Per questo motivo affidiamo alle immagini l’ordito del nostro discorso, accompagnandole solo con una didascalia e con una citazione, uno spunto di riflessione che, a nostro giudizio, si accorda e fa eco allla suggestione.
Immagini, certo, frutto del nostro tempo, della scienza e della tecnologia, ma, anche, immagini di un così alto valore artistico ed estetico, da riuscire a impressionare insieme alla nostra cornea, i registri sia della nostra mente, sia della nostra anima. Proprio come accade nel linguaggio dell’arte, proprio come avviene nell’universo dello stupore.
La scelta di affidare più alle immagini che al testo la ‘voce’ di Gaia risiede anche nella convinzione che le riprese dallo spazio catturano e denunciano le sue ferite, ma, contemporaneamente, per la loro rara bellezza e suggestione, pare vogliano ammonirci, in una sorta di dignitosa e aristocratica consapevolezza. Come se Gaia volesse dirci che, nonostante e sebbene l’arroganza del nostro sistema economico e tecnologico, lei, con i suoi 4,5 miliardi di anni, rimane Comunque Gaia.
Venerdì, 7 maggio 2021
In copertina: La Namibia nei colori di Frida Kahlo.
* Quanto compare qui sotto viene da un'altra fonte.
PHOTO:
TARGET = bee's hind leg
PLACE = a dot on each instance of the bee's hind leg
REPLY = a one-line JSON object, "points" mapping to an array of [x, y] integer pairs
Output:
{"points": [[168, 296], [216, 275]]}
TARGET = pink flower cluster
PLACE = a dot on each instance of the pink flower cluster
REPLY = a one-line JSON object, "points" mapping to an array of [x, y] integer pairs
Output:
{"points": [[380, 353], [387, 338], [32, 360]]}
Questa immagine radar mostra parte del vasto deserto della Namibia, a nord-est della città di Luderitz, sulla costa occidentale dell’Africa meridionale. Le aree color magenta sono le dune di sabbia e quella arancione è la superficie dell’Oceano Atlantico meridionale. La regione riceve solo pochi centimetri di pioggia all’anno. Nella maggior parte delle immagini radar, le aree sabbiose appaiono scure a causa della loro superficie liscia; questa zona, però, è caratterizzata da dune sabbiose ripide che creano riflessi radar luminosi. Questo effetto è particolarmente pronunciato nel centro inferiore dell’immagine. In alto a destra, in colore verde, sono visibili colline rocciose che si ergono sul mare di sabbia. La penisola nella parte inferiore centrale dell’immagine, vicino alla baia di Hottentott, è Diaz Point. Questa ripresa è stata acquisita da Spaceborne Imaging Radar-C / X-Band Synthetic Aperture Radar (SIR-C / X-SAR) a bordo della navetta spaziale Endeavour l’11 aprile 1994. L’immagine copre 54,2 per 82,2 chilometri ed è centrata a 26,2 gradi di latitudine sud, 15,1 gradi di longitudine est. Il nord è verso l’angolo in alto a sinistra. I colori sono assegnati alle diverse frequenze e polarizzazioni del radar SIR-C / X-SAR a bordo dello Space Shuttle Endeavour, una missione congiunta delle Agenzie spaziali tedesca, italiana e degli Stati Uniti.
NASA/JPL
Per ulteriori informazioni:
https://photojournal.jpl.nasa.gov/catalog/PIA01856
La rivoluzione è l’armonia della forma e del colore e tutto esiste, e si muove, sotto una sola legge: la vita.